Beaucoup d’entre vous se souviendront du célèbre cas de Euskaltel qui a débuté il y a quatre ans, où des centaines d’utilisateurs de l’opérateur ont été dénoncés pour avoir téléchargé des films et des séries. L’affaire a été portée devant deux tribunaux différents, et tandis que dans l’un les utilisateurs ont été acquittés, dans un autre, ils ont été condamnés pour téléchargement de films avec 150 euros et 100 euros pour chaque épisode de la série.

Les adresses IP peuvent être collectées

Euskaltel a signalé les événements à l’AEPD, et deux ans plus tard, le Cour de justice de l’Union européenne un cas identique a dû être prononcé, où la société Mircom International Content Management & Consulting a signalé l’opérateur Telenet SPRL De Belgique. Dans celui-ci, on cherchait à obliger l’opérateur à fournir les données d’identification de ses clients sur la base des adresses IP que Mircom avait collectées via torrent. Parmi eux, il y avait des films disponibles dans leur catalogue. Telenet a refusé de divulguer les données et la Cour de justice a demandé à la Cour de justice de l’Union européenne des éclaircissements concernant divers doutes dans l’affaire.

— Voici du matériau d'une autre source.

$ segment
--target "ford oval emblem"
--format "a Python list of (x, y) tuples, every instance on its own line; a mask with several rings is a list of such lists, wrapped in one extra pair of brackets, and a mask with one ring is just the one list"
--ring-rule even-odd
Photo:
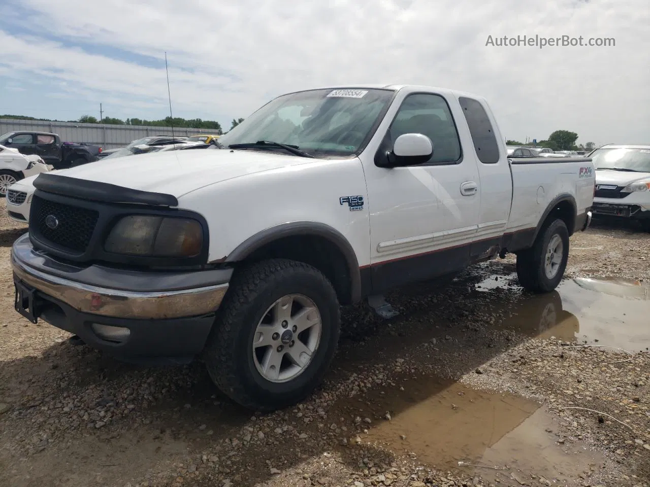
[(47, 215), (45, 218), (45, 224), (50, 230), (55, 230), (58, 227), (58, 220), (54, 215)]

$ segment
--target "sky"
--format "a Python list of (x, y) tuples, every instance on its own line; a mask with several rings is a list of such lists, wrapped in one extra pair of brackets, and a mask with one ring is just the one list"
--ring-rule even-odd
[[(504, 136), (650, 143), (647, 0), (2, 0), (0, 114), (169, 114), (224, 130), (283, 93), (417, 84), (484, 97)], [(504, 36), (612, 46), (499, 46)], [(486, 45), (495, 44), (495, 45)]]

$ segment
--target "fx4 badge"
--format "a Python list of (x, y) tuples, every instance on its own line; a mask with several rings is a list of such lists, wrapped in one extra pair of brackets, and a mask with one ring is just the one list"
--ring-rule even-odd
[(347, 203), (351, 212), (363, 209), (363, 196), (341, 196), (339, 198), (339, 203), (341, 205)]
[(586, 168), (580, 168), (578, 171), (578, 177), (591, 177), (592, 169), (588, 166)]

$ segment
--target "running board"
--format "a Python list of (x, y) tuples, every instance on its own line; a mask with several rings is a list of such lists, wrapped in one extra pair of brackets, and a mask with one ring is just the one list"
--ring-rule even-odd
[(374, 312), (384, 319), (389, 319), (399, 314), (398, 311), (391, 306), (382, 294), (376, 294), (368, 297), (368, 304)]

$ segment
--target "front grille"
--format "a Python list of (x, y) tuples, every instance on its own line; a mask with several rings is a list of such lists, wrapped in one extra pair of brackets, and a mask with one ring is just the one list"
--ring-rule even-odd
[[(599, 188), (599, 186), (605, 186), (605, 188)], [(614, 184), (596, 184), (596, 192), (593, 195), (597, 198), (615, 198), (620, 199), (630, 194), (629, 193), (621, 193), (621, 190), (623, 188), (623, 186), (614, 186)]]
[(23, 221), (27, 221), (27, 219), (21, 215), (20, 213), (16, 213), (16, 212), (9, 212), (9, 216), (16, 218), (17, 220), (22, 220)]
[(23, 191), (9, 190), (6, 192), (6, 201), (12, 205), (22, 205), (27, 197), (27, 194)]
[(86, 251), (99, 216), (98, 212), (37, 196), (32, 206), (30, 220), (44, 238), (74, 252)]

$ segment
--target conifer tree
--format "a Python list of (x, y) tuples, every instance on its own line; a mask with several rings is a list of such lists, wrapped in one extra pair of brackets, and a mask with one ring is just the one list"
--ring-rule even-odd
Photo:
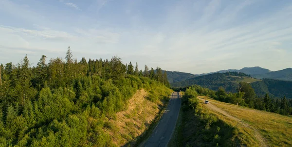
[(138, 68), (138, 64), (136, 62), (136, 66), (135, 66), (134, 75), (136, 76), (138, 76), (138, 72), (139, 72), (139, 69)]
[(2, 67), (3, 67), (3, 65), (1, 64), (0, 65), (0, 86), (2, 85)]
[(145, 69), (144, 69), (144, 77), (149, 77), (149, 68), (146, 65), (145, 65)]
[(271, 112), (273, 107), (272, 100), (267, 94), (264, 98), (264, 110)]
[(40, 90), (41, 87), (43, 87), (45, 81), (47, 80), (47, 65), (46, 64), (46, 59), (47, 57), (45, 55), (42, 55), (39, 60), (39, 62), (37, 63), (36, 66), (36, 84), (38, 84), (38, 90)]
[(152, 79), (155, 79), (156, 78), (155, 72), (154, 72), (154, 69), (153, 69), (153, 68), (151, 68), (151, 70), (150, 70), (149, 77)]
[(287, 101), (287, 99), (286, 97), (284, 96), (284, 98), (281, 100), (281, 111), (282, 114), (284, 115), (287, 115), (288, 113), (288, 102)]
[(129, 65), (128, 65), (128, 75), (132, 75), (134, 73), (134, 67), (132, 65), (132, 63), (130, 62)]
[(28, 90), (31, 84), (30, 81), (32, 75), (30, 66), (27, 55), (25, 55), (21, 63), (18, 65), (18, 84), (20, 86), (18, 87), (19, 89), (18, 89), (18, 91), (19, 92), (18, 94), (21, 94), (20, 103), (22, 105), (24, 104), (26, 99), (28, 98)]
[(73, 55), (72, 54), (70, 47), (68, 47), (68, 48), (67, 49), (67, 51), (66, 53), (65, 59), (66, 59), (67, 63), (68, 64), (73, 63)]

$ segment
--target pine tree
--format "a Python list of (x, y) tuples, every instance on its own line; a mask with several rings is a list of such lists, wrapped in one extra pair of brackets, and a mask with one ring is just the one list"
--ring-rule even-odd
[(159, 67), (156, 67), (156, 80), (160, 82), (163, 82), (162, 81), (162, 70)]
[(25, 57), (20, 64), (18, 65), (18, 78), (19, 88), (18, 94), (21, 94), (21, 103), (22, 105), (24, 104), (25, 101), (28, 98), (29, 89), (31, 85), (30, 82), (32, 77), (32, 71), (30, 69), (29, 60), (27, 55)]
[(149, 77), (149, 68), (146, 65), (145, 65), (145, 69), (144, 69), (144, 77)]
[(67, 52), (66, 53), (66, 57), (65, 57), (65, 59), (66, 59), (67, 63), (68, 64), (73, 63), (73, 55), (72, 54), (72, 52), (71, 51), (70, 47), (68, 47)]
[(134, 73), (134, 66), (132, 65), (132, 63), (130, 62), (128, 65), (128, 75), (132, 75)]
[(282, 112), (282, 114), (284, 115), (287, 115), (288, 111), (288, 102), (287, 101), (287, 99), (286, 97), (284, 97), (282, 100), (281, 100), (281, 111)]
[(2, 85), (2, 67), (3, 67), (3, 65), (1, 64), (0, 65), (0, 86)]
[(149, 77), (151, 79), (155, 79), (156, 78), (155, 72), (154, 72), (154, 69), (153, 68), (151, 68), (151, 70), (150, 70), (150, 75)]
[(46, 81), (47, 80), (47, 65), (46, 64), (46, 59), (47, 57), (45, 55), (42, 55), (39, 60), (39, 62), (37, 63), (36, 66), (36, 82), (38, 84), (38, 90), (43, 87)]
[(139, 72), (139, 69), (138, 68), (138, 64), (136, 62), (136, 66), (135, 66), (134, 75), (136, 76), (138, 76), (138, 72)]
[(272, 100), (267, 94), (265, 95), (264, 98), (264, 110), (271, 112), (273, 107)]

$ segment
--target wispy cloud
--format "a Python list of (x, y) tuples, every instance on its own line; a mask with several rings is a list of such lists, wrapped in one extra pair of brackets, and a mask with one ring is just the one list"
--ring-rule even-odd
[(72, 2), (66, 2), (65, 3), (65, 5), (72, 7), (73, 8), (75, 8), (76, 9), (79, 9), (79, 8), (77, 6), (77, 5), (76, 5), (75, 4), (74, 4)]
[(69, 0), (59, 0), (59, 1), (62, 2), (67, 6), (76, 9), (80, 9), (79, 7), (75, 3), (73, 3), (70, 1)]
[[(38, 6), (32, 4), (28, 7), (0, 1), (4, 6), (0, 6), (0, 12), (6, 12), (0, 16), (9, 14), (13, 18), (11, 25), (0, 20), (3, 38), (0, 51), (22, 49), (18, 52), (55, 57), (70, 45), (77, 57), (115, 55), (140, 66), (193, 73), (253, 66), (276, 70), (291, 66), (292, 2), (288, 1), (60, 2), (63, 7), (88, 9), (73, 14), (62, 9), (60, 16), (59, 12), (52, 13), (55, 8), (38, 11)], [(19, 12), (14, 13), (17, 10)], [(33, 27), (16, 26), (19, 17), (34, 22)]]

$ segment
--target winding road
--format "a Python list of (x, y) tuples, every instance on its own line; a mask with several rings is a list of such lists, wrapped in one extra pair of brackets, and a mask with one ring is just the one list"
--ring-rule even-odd
[(181, 109), (181, 103), (179, 92), (173, 92), (171, 101), (169, 102), (160, 122), (143, 147), (167, 147), (175, 128)]

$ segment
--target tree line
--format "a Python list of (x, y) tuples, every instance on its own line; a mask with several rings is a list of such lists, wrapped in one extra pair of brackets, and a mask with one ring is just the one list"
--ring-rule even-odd
[(227, 93), (222, 87), (219, 87), (217, 91), (214, 91), (198, 85), (174, 90), (184, 91), (189, 87), (195, 89), (199, 95), (208, 96), (220, 101), (282, 115), (292, 115), (292, 99), (287, 98), (285, 96), (281, 98), (272, 98), (268, 94), (263, 97), (257, 97), (254, 89), (246, 82), (239, 83), (236, 89), (237, 92), (236, 93)]
[(169, 83), (160, 67), (156, 73), (146, 65), (139, 71), (137, 63), (124, 65), (115, 56), (73, 59), (68, 47), (64, 61), (47, 63), (43, 55), (32, 67), (25, 56), (15, 65), (1, 64), (1, 146), (115, 146), (105, 120), (116, 119), (137, 89), (151, 91), (151, 100), (167, 97)]

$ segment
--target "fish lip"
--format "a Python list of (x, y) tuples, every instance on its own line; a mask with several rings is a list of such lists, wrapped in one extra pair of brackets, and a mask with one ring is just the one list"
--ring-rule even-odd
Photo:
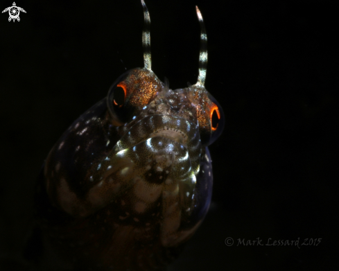
[(150, 138), (161, 137), (173, 140), (184, 147), (187, 147), (187, 135), (180, 129), (171, 128), (168, 126), (156, 130), (150, 134)]

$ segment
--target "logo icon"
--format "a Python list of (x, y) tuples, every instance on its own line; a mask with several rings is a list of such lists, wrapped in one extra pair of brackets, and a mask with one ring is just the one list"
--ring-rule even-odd
[(2, 11), (2, 13), (6, 12), (7, 10), (8, 10), (8, 14), (10, 15), (10, 17), (8, 17), (8, 21), (10, 21), (10, 20), (13, 20), (13, 22), (15, 22), (15, 19), (17, 19), (17, 21), (20, 21), (20, 17), (19, 17), (20, 11), (26, 13), (26, 10), (24, 8), (17, 7), (15, 4), (15, 2), (13, 2), (13, 6), (12, 6), (11, 7), (5, 8)]

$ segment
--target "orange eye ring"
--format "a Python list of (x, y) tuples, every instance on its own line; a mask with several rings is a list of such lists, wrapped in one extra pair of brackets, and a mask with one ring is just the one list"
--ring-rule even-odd
[(126, 90), (126, 85), (123, 82), (121, 82), (118, 85), (116, 85), (116, 87), (121, 87), (123, 90), (123, 102), (116, 103), (116, 101), (114, 99), (113, 100), (113, 103), (114, 104), (115, 106), (117, 106), (118, 108), (121, 108), (123, 107), (125, 100), (126, 100), (127, 90)]
[(214, 112), (216, 112), (216, 114), (218, 116), (218, 122), (219, 122), (219, 121), (220, 119), (220, 114), (219, 112), (219, 109), (218, 108), (218, 105), (216, 105), (216, 104), (214, 103), (214, 105), (211, 107), (211, 114), (210, 114), (211, 128), (213, 132), (216, 131), (216, 130), (218, 129), (218, 125), (219, 124), (219, 123), (216, 123), (216, 126), (213, 127), (213, 118), (214, 118)]

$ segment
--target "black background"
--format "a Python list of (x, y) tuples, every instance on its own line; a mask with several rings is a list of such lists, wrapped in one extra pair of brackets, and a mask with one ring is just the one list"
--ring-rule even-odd
[[(199, 6), (206, 87), (225, 114), (210, 147), (211, 210), (171, 270), (339, 268), (335, 2), (146, 0), (153, 70), (172, 89), (197, 80)], [(0, 14), (1, 270), (18, 270), (49, 150), (125, 68), (144, 65), (138, 0), (16, 3), (27, 12), (19, 22)], [(238, 245), (257, 238), (264, 245)], [(299, 238), (299, 247), (269, 238)], [(302, 245), (309, 238), (322, 240)]]

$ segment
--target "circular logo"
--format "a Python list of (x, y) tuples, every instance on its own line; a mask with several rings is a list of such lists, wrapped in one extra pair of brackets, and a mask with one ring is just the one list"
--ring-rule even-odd
[(12, 6), (8, 10), (8, 12), (10, 14), (10, 17), (12, 19), (17, 19), (19, 17), (19, 14), (20, 13), (20, 11), (19, 10), (19, 8), (17, 8), (17, 6)]

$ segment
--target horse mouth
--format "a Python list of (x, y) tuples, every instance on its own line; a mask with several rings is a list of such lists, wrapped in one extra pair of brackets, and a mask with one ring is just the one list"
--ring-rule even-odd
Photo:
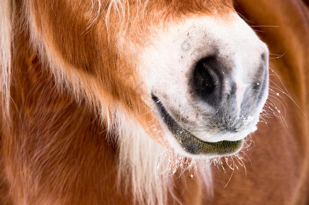
[(151, 97), (169, 130), (186, 152), (192, 154), (225, 155), (235, 153), (241, 148), (243, 143), (242, 139), (217, 142), (201, 140), (181, 127), (171, 116), (157, 96), (151, 94)]

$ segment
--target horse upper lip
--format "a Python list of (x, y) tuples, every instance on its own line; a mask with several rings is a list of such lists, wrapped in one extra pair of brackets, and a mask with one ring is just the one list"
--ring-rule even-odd
[(187, 152), (191, 154), (222, 155), (235, 152), (241, 147), (243, 140), (217, 142), (208, 142), (200, 140), (176, 121), (157, 96), (151, 94), (151, 97), (157, 105), (159, 112), (169, 130)]

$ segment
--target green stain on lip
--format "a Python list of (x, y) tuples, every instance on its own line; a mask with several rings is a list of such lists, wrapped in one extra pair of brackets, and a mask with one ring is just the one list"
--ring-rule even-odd
[(184, 149), (191, 154), (226, 154), (236, 151), (243, 144), (243, 140), (205, 142), (182, 129), (173, 119), (172, 120), (167, 119), (170, 131)]
[(170, 115), (157, 96), (151, 94), (169, 130), (180, 143), (183, 148), (191, 154), (209, 154), (223, 155), (233, 153), (239, 149), (243, 145), (243, 140), (217, 142), (208, 142), (200, 140), (183, 129)]

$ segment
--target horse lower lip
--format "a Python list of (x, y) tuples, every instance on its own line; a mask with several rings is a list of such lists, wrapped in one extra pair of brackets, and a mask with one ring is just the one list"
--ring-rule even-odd
[(243, 140), (235, 141), (221, 141), (217, 142), (203, 141), (182, 128), (169, 114), (159, 98), (151, 94), (160, 113), (170, 131), (184, 149), (191, 154), (223, 155), (237, 151), (243, 144)]

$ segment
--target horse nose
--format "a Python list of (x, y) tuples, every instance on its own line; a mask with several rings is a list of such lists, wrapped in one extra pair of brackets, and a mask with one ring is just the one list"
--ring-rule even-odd
[(207, 57), (198, 62), (193, 73), (194, 90), (200, 99), (214, 108), (222, 98), (223, 71), (214, 57)]

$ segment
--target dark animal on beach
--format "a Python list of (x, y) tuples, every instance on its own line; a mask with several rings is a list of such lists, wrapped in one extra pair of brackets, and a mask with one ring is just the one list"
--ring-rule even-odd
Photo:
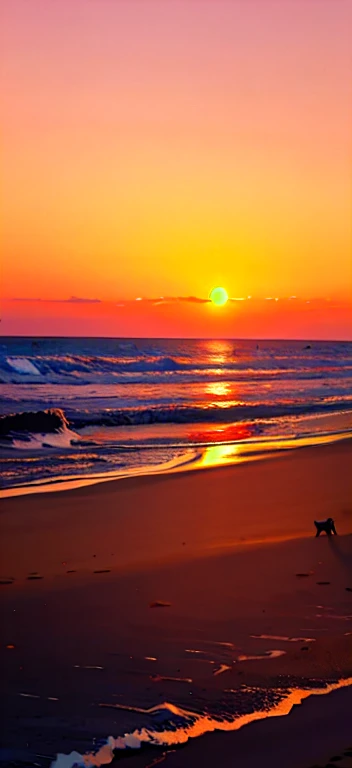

Premièrement, dans la réponse, le Tribunal a déterminé que partager du contenu sur les réseaux P2P constitue un communication ou mise à disposition du public d’information.

Deuxièmement, un titulaire de droits comme Mircom peut se prévaloir du système de protection de ces droits, mais la demande doit être non abusive, justifiée et proportionnée.

Troisièmement, le enregistrement systématique des adresses IP des utilisateurs de ce réseau et la communication de leurs noms et adresses postales au susdit propriétaire ou à un tiers pour permettre la présentation d’une demande d’indemnisation sont recevables si certaines conditions sont remplies.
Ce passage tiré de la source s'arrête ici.